Weiß net obs jemand schon mal gepostet hat und is jetzt zwar net in Nbg. aber in der Umgebung. Und zwar Herobikes in Roth    

Gruß Showman


----------



## MasterChris (24. April 2006)

Stadler taucht keinen Cent.
da kannst du nur hin wenn du weist was du willst...
Beratung und Service dort ist gleich NULL !!!

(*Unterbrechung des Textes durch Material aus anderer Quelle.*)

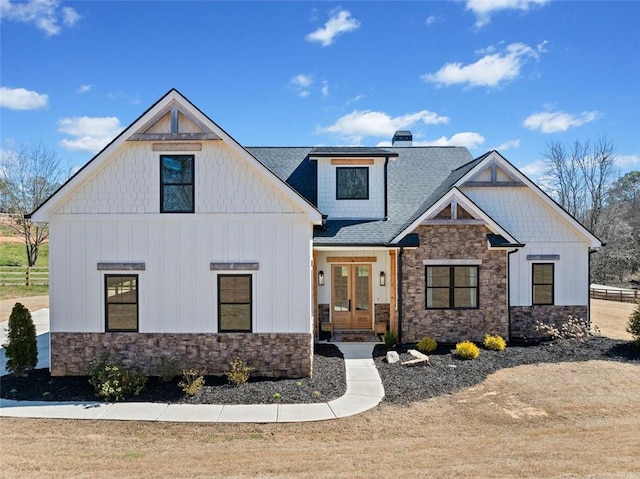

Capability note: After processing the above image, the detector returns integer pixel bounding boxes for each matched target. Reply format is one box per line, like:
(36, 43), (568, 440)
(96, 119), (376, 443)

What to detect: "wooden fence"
(590, 288), (640, 303)
(0, 266), (49, 286)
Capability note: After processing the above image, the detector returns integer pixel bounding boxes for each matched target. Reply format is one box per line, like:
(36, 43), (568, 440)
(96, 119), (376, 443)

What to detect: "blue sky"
(0, 0), (640, 178)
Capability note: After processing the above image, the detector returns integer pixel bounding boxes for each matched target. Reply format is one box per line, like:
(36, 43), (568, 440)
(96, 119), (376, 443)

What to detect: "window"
(160, 155), (194, 213)
(104, 274), (138, 332)
(425, 266), (478, 309)
(218, 274), (252, 333)
(336, 167), (369, 200)
(531, 263), (553, 304)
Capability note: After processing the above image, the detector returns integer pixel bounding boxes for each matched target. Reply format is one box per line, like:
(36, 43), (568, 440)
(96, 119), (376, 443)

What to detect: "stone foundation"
(402, 225), (509, 343)
(51, 332), (313, 378)
(509, 305), (588, 341)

Ich bin seit Jahren im Adrenalin in Fürth Kunde und sehr zufrieden 
Arne der Mechaniker hats drauf ... ist zwar nicht immer billig dort, aber für guten Service und gute Beratung zahle ich gerne mal etwas mehr.
http://www.adrenalin.info/adrenalin_intro.html


----------



## SoN!c (24. April 2006)

naja meiner meinung nach finde ich auch das die null ahnung haben da kommt so ein fritze und meint ja der is gut BLA BLA des hab ich gesehen .
ne in der beratung geb ich von 10 punkten 1 punk


----------



## Ken****Barbie (24. April 2006)

SoN!c schrieb:
			
		

> naja meiner meinung nach finde ich auch das die null ahnung haben da kommt so ein fritze und meint ja der is gut BLA BLA des hab ich gesehen .
> ne in der beratung geb ich von 10 punkten 1 punk



wer braucht schon eine Beratung???? wenn ich z.B XT Scheiben will ist der Stadler teilweise unschlagbar. Wenn ich net weiss was ich kaufen soll, weil ich net weiss was ich für ein Fahrer bin, dann hab ich eben Pech.


----------



## MTB-News.de




----------



## Buh Tha Monsta (24. April 2006)

also da ich neulich ma ne reihe von gegenständen brauchte hab ich mal son bischen die preise verglichen zwischen stadler und nem internetversand:
(will ja jetzt keine werbung machen)
aber bei lx ritzel war der stadler 10 euro teurer
xt kette war stadler 7 euro teurer
Mavic xm 321 Felge war stadler 7 euro teurer
Nobby nic war stadler 9 euro teurer

mir is klar das da einige leute beim stadler rumstehn aber wenn ich weiss was ich will und es net eillig hab dann bestell ich doch lieber.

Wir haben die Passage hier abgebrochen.